The 60* solution with 1gallon water, salt ,sugar, and insta cure #1 in the amounts required. and 2, 1 1/2 lbs strips of back strap of venison.


----------



## diggingdogfarm

Next time, I would switch to an equilibrium brine, that way it's impossible to over salt and you won't have to fight with it after curing to get it exactly where you want it salt wise.

~Martin


----------



## ipyrek

I've found a few different brine recepies, but I don't recall seeing the equilibrium brine, just what is it ?


----------



## scarbelly

Martin will be along with his brine link but like Dave suggested, you should always do a fry test first so you can make any needed adjustments


----------



## diggingdogfarm

Equilibrium brining is easy, reliable and saves on ingredients, but requires a good accurate gram scale.

*Equilibrium brining is a method of brining that makes it impossible to over-salt or over-cure meat when using a reasonable percentage of salt and the proper amount of cure. In equilibrium brining the submerged meat and the cover brine (or cover brine and injected brine in larger pieces of meat) act as a single system and are considered a single unit when calculating salt, sugar and cure amounts. Over time, the ingredients in the brine migrate into the meat until levels in the meat tissue and in the brine are balanced via osmosis and diffusion. Therefore, the calculation for ingoing salt, sugar and cure is based on the weight of the meat plus the weight of the water or other liquid used in the brine.*

Here's an example of a 2:1 ratio (meat:water) equilibrium brining project, 2% salt and 1 % sugar.

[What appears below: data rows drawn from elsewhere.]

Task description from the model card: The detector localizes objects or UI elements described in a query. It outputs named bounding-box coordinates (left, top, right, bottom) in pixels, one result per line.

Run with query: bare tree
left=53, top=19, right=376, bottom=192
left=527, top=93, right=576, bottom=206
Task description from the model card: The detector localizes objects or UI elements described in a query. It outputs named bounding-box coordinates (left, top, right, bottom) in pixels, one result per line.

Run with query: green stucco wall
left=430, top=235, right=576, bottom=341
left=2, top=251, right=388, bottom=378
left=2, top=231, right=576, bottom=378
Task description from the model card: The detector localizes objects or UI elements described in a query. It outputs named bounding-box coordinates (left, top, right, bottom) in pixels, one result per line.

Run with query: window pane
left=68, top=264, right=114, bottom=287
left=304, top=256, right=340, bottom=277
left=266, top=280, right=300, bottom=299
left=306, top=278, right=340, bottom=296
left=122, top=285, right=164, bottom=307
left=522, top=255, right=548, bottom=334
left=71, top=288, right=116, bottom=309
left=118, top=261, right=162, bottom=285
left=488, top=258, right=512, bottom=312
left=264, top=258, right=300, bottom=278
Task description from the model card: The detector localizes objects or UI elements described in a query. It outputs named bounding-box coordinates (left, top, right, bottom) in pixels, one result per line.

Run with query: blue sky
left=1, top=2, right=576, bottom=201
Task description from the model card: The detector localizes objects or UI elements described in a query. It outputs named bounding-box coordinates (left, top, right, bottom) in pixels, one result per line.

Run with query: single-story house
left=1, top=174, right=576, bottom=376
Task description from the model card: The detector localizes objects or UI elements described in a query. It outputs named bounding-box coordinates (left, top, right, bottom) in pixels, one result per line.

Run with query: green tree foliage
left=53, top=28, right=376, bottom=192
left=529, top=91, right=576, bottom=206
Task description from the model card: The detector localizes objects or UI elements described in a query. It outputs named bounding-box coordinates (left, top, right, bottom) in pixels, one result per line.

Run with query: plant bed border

We'll do immersion cured boneless ham which requires no more than 200ppm nitrite (the maximum recommended limit).

Our piece of ham weighs 1000 grams so the amount of water required for our 2:1 brine is 500grams, adding the two together we get 1500grams.
We now calculate the cure, salt and sugar for a total of 1500 grams of meat and water.
Anything over 2-1/2 inches thick should be injected with a portion of the brine.

Here's the results from the calculator (screen capture):








Link to the calculator:
http://www.diggingdogfarm.com/page2.html

HTH

~Martin


----------



## ipyrek

Thanks for all the replies ! The equilibrium looks like it'll take a little figering , but I'm shure I can figure it out, It wont be as bad, once I get going along.


----------



## mballi3011

You have to always do the fry test. But you can still soak it in water now and it should bring some more of the salt out of it.


----------



## fpnmf

From Pops!!

real simple curing brine:

 for every 1 gallon of water, add:

1/3 - 1 cup sea salt (depending if you're on a lo-salt diet)

1 cup granulated sugar or Splenda[emoji]174[/emoji]

1 cup brown sugar or Splenda[emoji]174[/emoji] brown sugar mix

1 tbsp cure no. 1 pink salt

stir thoroughly until clear amber color, pour over meat, inject if necessary to cure from inside-out as well as outside-in

weight down with a partially filled 1 qt or 1 gal. ziploc bag or bags to keep meat immersed

Curing times vary with meat, but generally overnight to 2-3 days for chickens and turkeys, 8-10 days buckboard bacon, 10-14 days belly bacon, pork shoulder, whole butts, 3-4 weeks whole hams, 10-20 days corned beef (fresh beef roasts, briskets, rolled rib roasts, etc.)   If whole muscle is more than 2" thick, then inject so it can cure i/o as well as o/i, and/or in and around bone structures, etc.

You can add any other flavorings you'd like, this is just the basic curing brine. 1 heaping tablespoon of cure is about 1 ounce.  The maximum concentration allowed safely is 3.84 ounces per 1 gallon of brine (24 lbs.per 100 gallons: 16 oz. x 24 = 384 ounces, 1/100th is 3.84 ounces).  You can experiment with different concentrations as long as you keep it between those parameters.


----------